The numbers, in this case, would be encrypted in the saved content, but not the rest of the text.
Let's enumerate the steps we need to take to implement this functionality.
- The implementation delegates the actual encryption work to Encrypt module, so we need to have that module installed and configured.
- We will need to find the marked-up parts and encrypt them before content is saved in each node. hook_node_presave() would be adequate for this job.
- When we edit existing content, we will need to decrypt the text before it's displayed for editing.
- We will need a text filter that could find the encrypted parts, and decrypt them before the field is rendered.
Finding and encrypting marked-up text
As mentioned, this task will be performed by hook_node_presave(). This hook will find the markup we have added, encrypt the content, and replace it with the encrypted data. For the encrypted data, we will need to use a different markup so that we can later identify the encrypted parts in the text. For this purpose, we will use double square brackets (e.g. [[encrypted_text]]). Our implementation looks as follows.
/** * Implements hook_node_presave(). */ function mymodule_node_presave($node) { // Find text marked up with double curly brackets in the body field. if (!empty($node->body[LANGUAGE_NONE][0]['value'])) { preg_match_all('#\{\{(.*?)\}\}#', $node->body[LANGUAGE_NONE][0]['value'], $matches); if (!empty($matches)) { foreach ($matches[0] as $key => $match) { $plaintext = $matches[1][$key]; // Use Encrypt module for encrypting. $encrypted_data = encrypt($plaintext); // Replace the original text with the encrypted text and the new markup. $text = str_replace($match, '[[' . base64_encode($encrypted_data) . ']]', $text); } } return $text; } }
The encrypt() function returns a serialized array.

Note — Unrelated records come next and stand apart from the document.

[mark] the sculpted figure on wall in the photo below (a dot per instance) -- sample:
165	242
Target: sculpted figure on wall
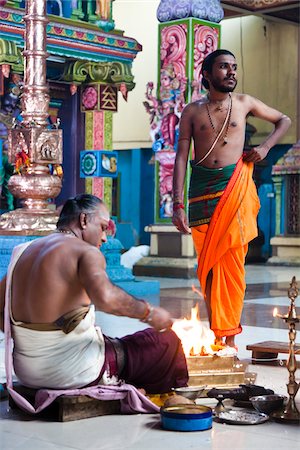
180	9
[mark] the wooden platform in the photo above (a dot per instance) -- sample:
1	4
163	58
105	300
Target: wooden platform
264	351
67	408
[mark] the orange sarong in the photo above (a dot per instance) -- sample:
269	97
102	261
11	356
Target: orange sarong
222	246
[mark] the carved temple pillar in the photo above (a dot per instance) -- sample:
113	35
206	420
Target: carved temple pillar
183	45
286	176
98	136
32	145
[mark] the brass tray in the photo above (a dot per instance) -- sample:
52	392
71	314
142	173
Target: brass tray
241	417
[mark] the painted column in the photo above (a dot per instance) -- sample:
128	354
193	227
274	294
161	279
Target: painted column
98	136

We encode this as base64 in order to prevent possible conflicts with other markup. Back to our previous example, the saved field data will look something like this:
"The suspect approached the door and entered [[IEkgYmV0IHNhdnZ5IGRldmVsb3BlcnMgd2lsbCB0cnkgdG8gZGVjb2RlIHRoaXM6XQ==]] on the keypad."

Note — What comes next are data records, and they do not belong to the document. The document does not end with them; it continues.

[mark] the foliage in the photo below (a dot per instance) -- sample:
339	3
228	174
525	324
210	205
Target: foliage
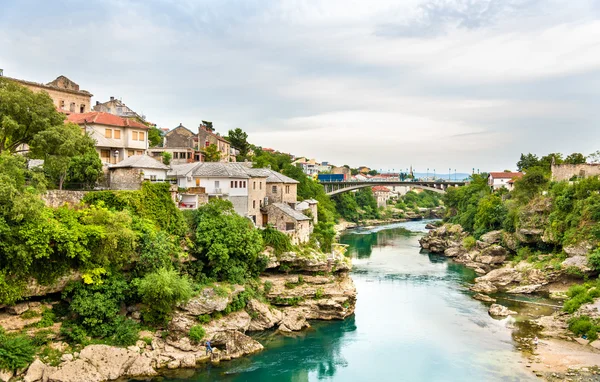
227	243
212	153
278	240
197	333
16	351
161	291
24	114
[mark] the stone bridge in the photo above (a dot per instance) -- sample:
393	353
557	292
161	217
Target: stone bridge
334	188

The new markup allows for easy identification of the encrypted parts.
Editing existing content
When we edit a node, the form normally displays the actual data that's saved in the fields, which in our case would contain encrypted text. Depending on where we are editing the field, hook_form_alter() will most likely be a suitable place to run the decryption before the content is rendered in the form. The following implementation will check if there is a form element for the body field, and find any encrypted content in it.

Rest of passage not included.